Does HR data processing require registration under data protection laws?
Data protection laws sometimes include conformity assessments, which help to ensure businesses follow regulations. Requirements can include registration before the Data Protection Authority and random audits. The General Data Protection Regulation (GDPR), which became effective on May 25, 2018, has helped make the requirements within the European Economic Area more uniform. That said, each Data Protection Authority remains independent and can create their own conformity assessments.
The GDPR is oriented on “privacy by design” and “privacy by default.” Controllers (employers) and Processors (subcontractors) must implement all technical and organizational measures necessary to ensure the protection of personal data. In practical terms, the processing of personal data in every instance should be accompanied with the privacy concern in order to limit the amount of data processed from the outset (so-called "minimization" principle). HR teams should think carefully before collecting any new piece of data.
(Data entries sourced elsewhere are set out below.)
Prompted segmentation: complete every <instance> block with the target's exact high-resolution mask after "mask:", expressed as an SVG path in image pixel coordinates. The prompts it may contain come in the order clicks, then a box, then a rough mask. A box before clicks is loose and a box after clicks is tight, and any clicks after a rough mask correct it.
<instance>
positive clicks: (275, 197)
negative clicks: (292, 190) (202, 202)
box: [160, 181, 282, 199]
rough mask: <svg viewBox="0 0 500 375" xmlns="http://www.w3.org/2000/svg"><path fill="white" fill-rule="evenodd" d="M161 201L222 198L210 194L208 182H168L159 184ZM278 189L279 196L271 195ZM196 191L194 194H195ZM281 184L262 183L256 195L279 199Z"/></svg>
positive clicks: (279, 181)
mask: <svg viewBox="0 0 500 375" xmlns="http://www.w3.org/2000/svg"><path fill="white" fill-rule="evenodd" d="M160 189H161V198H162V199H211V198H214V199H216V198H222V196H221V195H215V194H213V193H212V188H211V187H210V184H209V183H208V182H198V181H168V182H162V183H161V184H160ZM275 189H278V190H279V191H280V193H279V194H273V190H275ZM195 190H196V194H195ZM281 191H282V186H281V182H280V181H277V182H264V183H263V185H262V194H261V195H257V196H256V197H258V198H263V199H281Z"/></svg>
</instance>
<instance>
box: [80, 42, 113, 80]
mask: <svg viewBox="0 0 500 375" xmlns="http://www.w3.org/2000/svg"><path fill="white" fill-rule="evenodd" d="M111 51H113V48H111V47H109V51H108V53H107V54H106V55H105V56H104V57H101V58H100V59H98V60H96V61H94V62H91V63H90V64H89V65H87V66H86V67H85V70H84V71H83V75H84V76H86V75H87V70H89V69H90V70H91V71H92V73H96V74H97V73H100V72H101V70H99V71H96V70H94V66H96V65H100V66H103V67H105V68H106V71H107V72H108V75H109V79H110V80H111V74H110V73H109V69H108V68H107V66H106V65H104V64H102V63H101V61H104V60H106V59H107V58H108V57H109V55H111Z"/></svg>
Two key considerations are the reasons for collecting the data and the potential consequences (risks) of maintaining and processing this data.
The consequence of this accountability principle is the reduction of required employee notifications, once controllers and processors conclude that processing the personal data does not constitute a risk to privacy. Prior to the GDPR going into effect, processing personal data was subject to authorization from the competent data protection authority. Going forward, the new procedure involves privacy impact assessments.
The GDPR has numbered a few new compliance requirements to demonstrate accountability, such as:
- maintaining a register of treatments implemented
- the notification of security breaches (to the authorities and persons concerned)
- adherence to codes of conduct
- the DPO (Data Protection Officer)
- Privacy Impact Assessments (PIAs)
Authorization Requirements in Italy
In Italy, Legislative Decree no. 101/2018, incorporated the new GDPR requirements. Decisions/authorizations previously issued by the Italian Data Protection Authority (DPA) along with existing ethical codes are remaining in-place until they are officially updated by the DPA. Authorization No. 1/2014 concerning the Processing of Sensitive Data in the Employment Context (published in Italy's Official Journal No. 301 of 30 December 2014) allows the processing of "sensitive" data in the employment context without any previous request for authorization. Note that under the Data Protection Code, sensitive personal data outside of the context of employment generally could only be processed with authorization from the Italian DPA.
That said, processing biometric data continues to be strictly controlled under the DPA’s regulations. Currently, processing biometric data must be done after filing an application with the DPA to permit the processing. Note that in 2014 the DPA permitted the processing of biometric data without an application in certain circumstances, such as when simplifying access to certain areas via finger/handprints.
HR Best Practices: Build in privacy considerations and risk assessments for all employee and candidate data collection processes. Follow the principles of “privacy by design” and “privacy by default.”